Brazilian President Luiz Inacio Lula da Silva on Monday launched a massive US$3 billion initiative to tackle high levels of violence in a country that records more than 40,000 homicides per year.
The Citizens' National Security Program is a five-year plan that primarily targets juvenile delinquents and aims to use expanded social and preventive policies to divert them from lives of crime.
The plan establishes a 500-strong national security force to deploy in cases of extreme violence and boosts police salaries, invests in the corrections system and cracks down on police brutality and organized crime.
Lula declared at a news conference that he planned to "confront and conquer the geography of violence and crime which threatens to divide the country."
He said violence had created "an apartheid of fear and oppression" in Brazil's crime-ridden slums and shantytowns.
Brazil has one of the world's highest murder rates. Recent figures show there were 43,847 homicides in 2005, or a rate of 23.8 murders per 100,000 inhabitants, the justice ministry said.
"We have 420,000 people in Brazilian prisons, 65 percent of whom are between 14 and 24 years old and 70 percent of whom are recidivists," said Ronald Teixeira, the secretary-general of the new initiative.
Meanwhile federal police said they launched a major operation on Monday in five states to crack down on an international drug gang that hid cocaine in fruit shipments.
One woman was arrested in Bahia state and authorities said they were searching for an unknown number of people in the states of Sao Paulo, Santa Catarina, Rio Grande do Sul and Ceara.
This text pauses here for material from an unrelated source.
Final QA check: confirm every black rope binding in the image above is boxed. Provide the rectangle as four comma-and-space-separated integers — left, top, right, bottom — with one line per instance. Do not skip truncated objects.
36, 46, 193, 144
The Agencia Estado news service identified the suspect as Ana Lucia de Araujo Lima, the manager of farms where mangoes, melons and grapes were grown to smuggle the cocaine.
On Saturday, five Colombians and two Brazilians who allegedly belong to the ring were arrested in Uruguay with 480kg of cocaine. Police said they were headed to the Netherlands.
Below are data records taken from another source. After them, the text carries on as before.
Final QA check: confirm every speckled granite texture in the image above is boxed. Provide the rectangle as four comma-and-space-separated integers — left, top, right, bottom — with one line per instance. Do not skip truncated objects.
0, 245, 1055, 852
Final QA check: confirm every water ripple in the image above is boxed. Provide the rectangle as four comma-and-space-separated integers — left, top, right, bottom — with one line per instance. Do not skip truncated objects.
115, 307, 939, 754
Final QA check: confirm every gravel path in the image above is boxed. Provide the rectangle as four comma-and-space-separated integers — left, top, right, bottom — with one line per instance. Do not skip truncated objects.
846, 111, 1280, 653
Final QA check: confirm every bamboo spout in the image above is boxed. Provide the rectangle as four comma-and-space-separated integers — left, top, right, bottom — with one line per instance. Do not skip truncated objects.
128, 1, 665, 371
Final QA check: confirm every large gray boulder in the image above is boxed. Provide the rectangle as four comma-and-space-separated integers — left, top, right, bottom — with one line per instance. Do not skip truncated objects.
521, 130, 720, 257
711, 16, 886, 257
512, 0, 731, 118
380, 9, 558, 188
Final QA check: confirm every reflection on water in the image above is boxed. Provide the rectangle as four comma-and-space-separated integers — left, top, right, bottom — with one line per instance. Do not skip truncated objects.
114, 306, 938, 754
Among those detained was Gustavo Duran Bautista, whom Uruguayan police said led the criminal organization. Bautista owns three ranches in Brazil and abroad, as well as an import-export company in Europe, authorities said. Police told local media his wealth is estimated at nearly US$100 million.
Authorities seized a small airplane and a helicopter allegedly used to transport the drugs, as well as large amounts of cash hidden inside Bautista's luxurious house in Sao Paulo.